Your alarm clock, conveniently located on the other side of your room, starts buzzing bright and early. No need to turn on the light…you know the way, BAM! You walk, barefoot, right into the dresser! Just like a cartoon character, you see stars. As your day continues, you can’t get past the throbbing pain. You know you have broken your toe.
Fact or Fiction: There Is Nothing You Can Do For a Broken Toe?
Throughout the day your toe begins to bruise and swell. Wearing a shoe, or even walking, is excruciating, maybe even impossible. You know you need to call a doctor, but what did your mom always tell you? “There’s nothing you can do for a broken toe.” Will it be a waste of everyone’s time if you make an appointment with your podiatrist? Should you simply deal with the pain? But the pain is so bad…was your mom really right? Is the rumor true? When people tell you nothing can be done for a broken toe they normally mean that a cast is not applied. A cast, made of plaster or fiberglass, is the most recognizable treatment for a broken bone. Does that mean if you don’t cast it, you’re not treating the broken bone? No!
The great toe has two bones in it, with all others having three. Although small, they are classified as long bones, just like an arm or leg. When any bone, especially a long bone, breaks, it is very important to make sure that it is not displaced; otherwise it will not heal properly. During your appointment with us, we will take an X-ray and then be able to advise treatment. If the bone is not displaced, treatment can be as simple as applying a “buddy splint.” This is a splint that simply attaches the broken bone to an adjacent digit. This provides compression and stability.
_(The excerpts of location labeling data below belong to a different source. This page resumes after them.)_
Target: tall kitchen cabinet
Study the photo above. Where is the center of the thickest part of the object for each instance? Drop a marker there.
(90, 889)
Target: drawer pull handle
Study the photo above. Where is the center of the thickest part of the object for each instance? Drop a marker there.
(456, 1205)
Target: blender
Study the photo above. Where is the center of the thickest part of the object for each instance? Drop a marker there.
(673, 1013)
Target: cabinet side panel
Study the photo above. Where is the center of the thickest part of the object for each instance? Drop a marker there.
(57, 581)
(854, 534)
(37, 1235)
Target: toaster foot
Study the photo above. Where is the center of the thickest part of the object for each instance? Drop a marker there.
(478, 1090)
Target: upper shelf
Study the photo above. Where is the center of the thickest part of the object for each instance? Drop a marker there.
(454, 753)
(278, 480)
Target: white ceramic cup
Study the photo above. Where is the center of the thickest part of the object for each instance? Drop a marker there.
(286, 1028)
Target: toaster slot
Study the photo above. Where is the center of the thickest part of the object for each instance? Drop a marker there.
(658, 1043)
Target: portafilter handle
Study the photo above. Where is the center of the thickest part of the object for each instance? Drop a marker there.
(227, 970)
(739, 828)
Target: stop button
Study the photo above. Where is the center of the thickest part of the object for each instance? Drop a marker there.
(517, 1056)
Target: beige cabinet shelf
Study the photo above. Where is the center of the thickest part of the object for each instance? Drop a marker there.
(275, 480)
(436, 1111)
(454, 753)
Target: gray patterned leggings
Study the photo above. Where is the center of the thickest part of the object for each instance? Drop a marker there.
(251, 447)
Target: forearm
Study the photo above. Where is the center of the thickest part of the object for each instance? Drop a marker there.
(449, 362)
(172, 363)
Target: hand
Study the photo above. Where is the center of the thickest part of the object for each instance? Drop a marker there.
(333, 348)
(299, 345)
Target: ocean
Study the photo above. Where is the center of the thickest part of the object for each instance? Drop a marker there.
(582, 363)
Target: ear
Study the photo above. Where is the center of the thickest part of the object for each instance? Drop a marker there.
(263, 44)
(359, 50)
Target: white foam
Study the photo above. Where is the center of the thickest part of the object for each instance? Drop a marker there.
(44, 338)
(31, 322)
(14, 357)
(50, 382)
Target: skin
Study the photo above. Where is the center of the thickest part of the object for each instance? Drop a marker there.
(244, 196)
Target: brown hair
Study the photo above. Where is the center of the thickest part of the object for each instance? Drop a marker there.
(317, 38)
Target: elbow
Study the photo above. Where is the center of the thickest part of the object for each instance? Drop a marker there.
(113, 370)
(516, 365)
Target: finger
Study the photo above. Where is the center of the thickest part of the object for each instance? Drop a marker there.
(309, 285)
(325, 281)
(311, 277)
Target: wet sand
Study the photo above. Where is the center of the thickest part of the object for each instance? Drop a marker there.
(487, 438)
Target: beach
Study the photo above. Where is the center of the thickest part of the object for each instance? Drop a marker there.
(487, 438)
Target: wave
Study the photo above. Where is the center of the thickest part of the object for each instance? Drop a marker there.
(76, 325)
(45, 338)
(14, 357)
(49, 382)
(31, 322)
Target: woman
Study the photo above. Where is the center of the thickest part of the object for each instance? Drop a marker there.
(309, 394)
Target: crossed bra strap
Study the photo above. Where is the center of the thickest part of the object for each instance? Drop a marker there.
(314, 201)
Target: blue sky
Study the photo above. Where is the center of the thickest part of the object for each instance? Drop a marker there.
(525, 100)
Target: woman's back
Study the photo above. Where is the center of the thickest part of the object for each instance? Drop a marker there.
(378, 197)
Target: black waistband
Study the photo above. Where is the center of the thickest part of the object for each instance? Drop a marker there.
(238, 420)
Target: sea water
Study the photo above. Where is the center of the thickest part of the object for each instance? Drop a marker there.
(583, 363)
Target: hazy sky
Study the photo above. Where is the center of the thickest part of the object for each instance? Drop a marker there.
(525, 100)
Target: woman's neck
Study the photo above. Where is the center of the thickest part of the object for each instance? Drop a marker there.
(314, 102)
If you have displaced the bone, most of the time we can realign the bone right here in the office. It involves numbing the toe and using traction to get the toe in a good position. In most severe cases, surgery may be necessary. I know you may find it hard to believe but sometimes broken toes can become a medical emergency! Anyone who has poor circulation, such as a person with diabetes or peripheral artery disease, can end up with a spasm of the small arteries caused by the trauma, which can shut down the blood supply to the toes.
If immediate care is sought, this can be reversed. If left untreated for even one day, however, amputation may be required. So next time someone tries to argue that there is nothing you can do for a broken toe, let them know that the doctors at Shenandoah Podiatry informed you otherwise. The sooner you receive care, the quicker the pain and swelling will be reduced. Don’t be fooled by the popular rumor, call us right away!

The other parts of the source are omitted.